Duduk di kursi belajar, kedua kakiku menghentak-hentak bumi tak beraturan. Jari jemariku bergerak senewen memainkan benda-benda di atas meja. Rasa gugup menguasai pikiranku. 

Telah puluhan kali aku memencet tombol refresh pada halaman email di layar komputer. Namun, tampilan itu masih sama. Meski telah berjam-jam menunggu, tak ada email masuk baru. Keraguan mulai merambat. Diah mungkin sudah tidak menggunakan alamat email itu lagi.  

Kucoba menenangkan pikiran dengan membangun prasangka positif.
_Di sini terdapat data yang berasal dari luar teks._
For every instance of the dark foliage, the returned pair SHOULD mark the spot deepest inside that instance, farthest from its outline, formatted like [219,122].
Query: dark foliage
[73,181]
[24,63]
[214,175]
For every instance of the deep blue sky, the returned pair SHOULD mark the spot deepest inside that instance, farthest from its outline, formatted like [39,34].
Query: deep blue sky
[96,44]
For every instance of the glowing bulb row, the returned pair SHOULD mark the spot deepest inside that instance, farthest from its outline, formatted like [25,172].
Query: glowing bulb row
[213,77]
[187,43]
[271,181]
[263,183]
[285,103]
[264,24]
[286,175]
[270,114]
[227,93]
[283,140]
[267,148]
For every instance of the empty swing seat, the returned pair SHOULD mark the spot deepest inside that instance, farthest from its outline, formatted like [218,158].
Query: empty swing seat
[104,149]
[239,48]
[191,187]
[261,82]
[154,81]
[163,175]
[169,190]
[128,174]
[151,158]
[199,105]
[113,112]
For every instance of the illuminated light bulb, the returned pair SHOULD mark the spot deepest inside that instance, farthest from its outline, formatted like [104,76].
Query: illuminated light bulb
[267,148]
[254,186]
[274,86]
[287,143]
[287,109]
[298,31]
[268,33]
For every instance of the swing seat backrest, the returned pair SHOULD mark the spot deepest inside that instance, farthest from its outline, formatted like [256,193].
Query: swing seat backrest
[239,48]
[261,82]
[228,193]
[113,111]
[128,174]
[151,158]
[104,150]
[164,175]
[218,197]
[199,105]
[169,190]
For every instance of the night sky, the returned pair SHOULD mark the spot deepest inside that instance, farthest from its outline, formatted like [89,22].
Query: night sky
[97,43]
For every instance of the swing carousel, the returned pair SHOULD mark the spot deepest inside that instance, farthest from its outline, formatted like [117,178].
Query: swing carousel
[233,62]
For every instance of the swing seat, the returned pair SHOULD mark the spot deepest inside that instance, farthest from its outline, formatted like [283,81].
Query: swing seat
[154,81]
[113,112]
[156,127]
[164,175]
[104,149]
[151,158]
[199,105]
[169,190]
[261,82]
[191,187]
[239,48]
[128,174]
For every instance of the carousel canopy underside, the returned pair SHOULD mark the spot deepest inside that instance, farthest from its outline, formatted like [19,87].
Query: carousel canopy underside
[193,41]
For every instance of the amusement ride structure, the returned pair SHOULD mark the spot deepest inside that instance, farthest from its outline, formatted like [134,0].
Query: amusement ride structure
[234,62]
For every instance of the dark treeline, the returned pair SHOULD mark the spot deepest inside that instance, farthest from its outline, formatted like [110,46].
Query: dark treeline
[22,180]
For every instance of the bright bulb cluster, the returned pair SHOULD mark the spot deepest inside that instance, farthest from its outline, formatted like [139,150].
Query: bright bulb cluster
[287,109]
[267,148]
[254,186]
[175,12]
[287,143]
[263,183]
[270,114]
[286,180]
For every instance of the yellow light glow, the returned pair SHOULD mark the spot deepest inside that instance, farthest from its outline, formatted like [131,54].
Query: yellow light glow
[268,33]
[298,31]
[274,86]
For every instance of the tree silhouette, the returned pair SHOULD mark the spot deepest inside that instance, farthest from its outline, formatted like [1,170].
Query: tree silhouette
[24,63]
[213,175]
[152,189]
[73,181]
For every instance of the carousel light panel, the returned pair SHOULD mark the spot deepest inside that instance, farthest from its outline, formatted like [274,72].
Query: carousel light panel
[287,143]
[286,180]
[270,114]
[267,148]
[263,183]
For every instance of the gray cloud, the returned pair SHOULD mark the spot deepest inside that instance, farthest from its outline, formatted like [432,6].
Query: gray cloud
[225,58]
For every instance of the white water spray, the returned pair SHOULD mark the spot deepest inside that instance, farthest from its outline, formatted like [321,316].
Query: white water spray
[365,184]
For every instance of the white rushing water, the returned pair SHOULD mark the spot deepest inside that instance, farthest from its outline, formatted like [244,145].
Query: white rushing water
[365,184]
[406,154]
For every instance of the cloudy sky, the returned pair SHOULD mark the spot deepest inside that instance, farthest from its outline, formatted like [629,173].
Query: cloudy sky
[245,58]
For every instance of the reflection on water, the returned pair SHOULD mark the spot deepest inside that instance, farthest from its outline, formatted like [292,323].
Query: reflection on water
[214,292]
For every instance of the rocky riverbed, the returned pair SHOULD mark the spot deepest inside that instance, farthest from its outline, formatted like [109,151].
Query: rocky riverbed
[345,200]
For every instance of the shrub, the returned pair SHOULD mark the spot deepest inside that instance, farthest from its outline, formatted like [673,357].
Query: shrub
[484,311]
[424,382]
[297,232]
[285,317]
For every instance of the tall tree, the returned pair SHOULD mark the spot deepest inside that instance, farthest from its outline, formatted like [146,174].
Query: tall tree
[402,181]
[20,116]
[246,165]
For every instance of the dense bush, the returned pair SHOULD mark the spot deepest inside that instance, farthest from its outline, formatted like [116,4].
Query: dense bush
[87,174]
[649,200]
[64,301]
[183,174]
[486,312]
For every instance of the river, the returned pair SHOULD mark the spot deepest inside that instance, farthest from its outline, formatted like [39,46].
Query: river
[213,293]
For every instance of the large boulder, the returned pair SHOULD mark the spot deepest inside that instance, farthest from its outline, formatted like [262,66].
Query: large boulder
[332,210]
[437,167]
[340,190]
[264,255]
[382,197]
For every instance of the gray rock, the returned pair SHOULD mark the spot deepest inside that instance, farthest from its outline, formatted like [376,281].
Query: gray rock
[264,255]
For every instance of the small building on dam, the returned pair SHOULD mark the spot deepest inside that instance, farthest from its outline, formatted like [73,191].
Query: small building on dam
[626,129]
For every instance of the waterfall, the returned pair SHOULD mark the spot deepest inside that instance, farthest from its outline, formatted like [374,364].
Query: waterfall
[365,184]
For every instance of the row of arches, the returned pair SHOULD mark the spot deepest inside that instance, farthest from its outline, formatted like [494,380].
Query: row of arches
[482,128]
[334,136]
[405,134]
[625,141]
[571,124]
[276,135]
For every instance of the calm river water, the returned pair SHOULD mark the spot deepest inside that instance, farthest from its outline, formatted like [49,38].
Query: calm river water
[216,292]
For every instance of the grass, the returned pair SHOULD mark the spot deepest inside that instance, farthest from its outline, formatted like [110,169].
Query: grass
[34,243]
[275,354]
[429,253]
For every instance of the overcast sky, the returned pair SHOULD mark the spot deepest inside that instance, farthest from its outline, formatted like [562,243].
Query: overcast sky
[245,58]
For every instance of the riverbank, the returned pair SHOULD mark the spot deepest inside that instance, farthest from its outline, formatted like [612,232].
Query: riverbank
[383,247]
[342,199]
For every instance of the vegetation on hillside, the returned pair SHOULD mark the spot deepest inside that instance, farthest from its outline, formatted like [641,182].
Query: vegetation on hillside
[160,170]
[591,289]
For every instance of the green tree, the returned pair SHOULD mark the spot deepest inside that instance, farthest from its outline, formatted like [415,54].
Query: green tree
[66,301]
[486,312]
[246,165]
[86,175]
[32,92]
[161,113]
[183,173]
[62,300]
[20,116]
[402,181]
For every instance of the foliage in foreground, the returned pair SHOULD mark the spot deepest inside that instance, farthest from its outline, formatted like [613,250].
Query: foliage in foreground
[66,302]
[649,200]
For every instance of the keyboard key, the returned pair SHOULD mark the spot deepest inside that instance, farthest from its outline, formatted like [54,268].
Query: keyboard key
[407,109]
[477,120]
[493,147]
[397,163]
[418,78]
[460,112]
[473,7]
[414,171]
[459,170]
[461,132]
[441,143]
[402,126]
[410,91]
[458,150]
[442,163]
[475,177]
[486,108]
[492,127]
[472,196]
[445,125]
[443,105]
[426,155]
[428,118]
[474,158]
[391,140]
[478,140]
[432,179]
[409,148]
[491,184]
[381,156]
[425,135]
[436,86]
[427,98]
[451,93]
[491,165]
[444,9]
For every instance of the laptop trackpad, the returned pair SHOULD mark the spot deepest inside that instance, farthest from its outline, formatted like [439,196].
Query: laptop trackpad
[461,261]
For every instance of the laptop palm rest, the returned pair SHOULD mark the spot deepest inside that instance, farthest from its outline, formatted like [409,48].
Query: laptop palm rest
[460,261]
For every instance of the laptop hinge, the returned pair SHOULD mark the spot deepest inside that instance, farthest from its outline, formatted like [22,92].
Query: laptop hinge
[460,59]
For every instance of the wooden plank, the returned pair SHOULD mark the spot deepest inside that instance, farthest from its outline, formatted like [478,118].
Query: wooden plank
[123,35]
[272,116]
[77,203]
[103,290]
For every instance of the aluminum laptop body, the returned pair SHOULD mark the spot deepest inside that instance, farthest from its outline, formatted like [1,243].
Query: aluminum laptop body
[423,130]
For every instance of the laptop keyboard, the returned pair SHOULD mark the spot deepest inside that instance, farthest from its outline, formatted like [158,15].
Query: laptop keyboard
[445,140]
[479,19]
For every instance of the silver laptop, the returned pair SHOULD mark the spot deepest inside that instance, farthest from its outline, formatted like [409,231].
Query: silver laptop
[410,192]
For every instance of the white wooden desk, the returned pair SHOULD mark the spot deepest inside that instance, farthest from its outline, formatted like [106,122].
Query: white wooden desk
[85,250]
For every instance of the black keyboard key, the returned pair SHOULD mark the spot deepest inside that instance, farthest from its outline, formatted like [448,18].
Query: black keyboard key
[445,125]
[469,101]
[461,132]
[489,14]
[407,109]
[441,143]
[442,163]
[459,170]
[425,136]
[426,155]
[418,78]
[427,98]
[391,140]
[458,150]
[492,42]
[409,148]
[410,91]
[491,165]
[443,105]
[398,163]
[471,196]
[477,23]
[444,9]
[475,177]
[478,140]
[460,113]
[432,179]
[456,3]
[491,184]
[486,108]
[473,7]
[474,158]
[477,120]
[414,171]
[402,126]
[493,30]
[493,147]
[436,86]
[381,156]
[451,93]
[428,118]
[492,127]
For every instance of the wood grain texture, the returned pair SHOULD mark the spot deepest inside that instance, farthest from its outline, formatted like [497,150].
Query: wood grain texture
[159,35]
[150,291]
Ada banyak penyebab kenapa Diah belum membalas email dariku. Bisa saja Diah tengah sibuk sehingga tak sempat mengecek email, atau mungkin ia telah tertidur.  

Aku menyibukkan diri dengan membaca kembali buku harian Diah. Meski telah ratusan kali menamatkannya, namun isi buku itu selalu mampu memancing senyumku untuk mengembang. 

Tulisan-tulisan Diah mampu menghadirkan sosok penulisnya di pikiranku. Dalam dunia imajinasi, Diah berjalan ke arahku dengan langkah-langkah mantap. Ia mengenakan gaun panjang berwarna putih yang membuatnya anggun memesona. Aku takjub dan terjerat. Diah memandangku dengan sorot mata bening yang mampu menghanyutkanku ke lembah sungai terdalam.

“Dadam.” Suara itu terdengar merdu layaknya sapaan dari bidadari surgawi. “Jangan bersedih. Aku selalu bersamamu.”

Diah mengulas senyum dan aku terhipnotis semakin dalam. Aku ingin selamanya begini. Aku tak ingin pergi ke mana-mana. Aku ingin selalu bisa menatap wajah Diah dengan bebas. Tanpa takut akan kehilangannya. Tanpa khawatir akan halangan dari keluarganya.

***

Suara azan Subuh menggema dari pengeras suara di masjid. Mataku perlahan terbuka. Aku mendapati diriku tertidur di atas meja belajar. Di hadapanku, layar komputer masih menyala. Rasa bersalah seketika muncul lantaran tak membiarkan komputer itu beristirahat semalaman. Jariku segera mencari tombol shut down. Gerak tanganku terhenti menyaksikan tampilan layar. Mataku membelalak melihat satu email baru yang masuk. Email itu adalah balasan dari surel yang kukirimkan tadi malam. Segera aku membukanya.   

Dear Dadam,

Aku sudah lama menunggu kabar dari kamu. Aku percaya bahwa kamu akan menemukan cara untuk menghubungiku.

Diah “Didi” Ayu Kusumaningrum

Melihat itu, jemariku segera mengirim email lanjutan. Beberapa menit berlalu, emailku kembali berbalas dengan menyertakan deretan angka. Segera aku mengambil telepon genggam dan memencet nomor-nomor di layar komputer. Terdengar bunyi dering ketika akhirnya serangkaian nomor itu tersambung. Jantungku yang sedari tadi berdetak keras kian bertambah kencang ketika muncul suara dari seberang. 

“Halo.”

“Ha … ha … halo,” tergagap, aku menjawab sapaan itu.

“Dadam?”

Empat tahun telah berlalu semenjak terakhir kali aku bertemu dengannya. Namun, suara itu tak berubah. Tetap lembut dan mampu menghadirkan sekelumit ketenangan di hatiku. “Iya, Di. Ini aku. Dadam.”

“Akhirnya kamu menghubungiku. Lama banget, sih?”

Kalimat itu menerabas segala jarak yang tercipta setelah bertahun kami berpisah. Diah mengajakku menjadi kami yang dulu.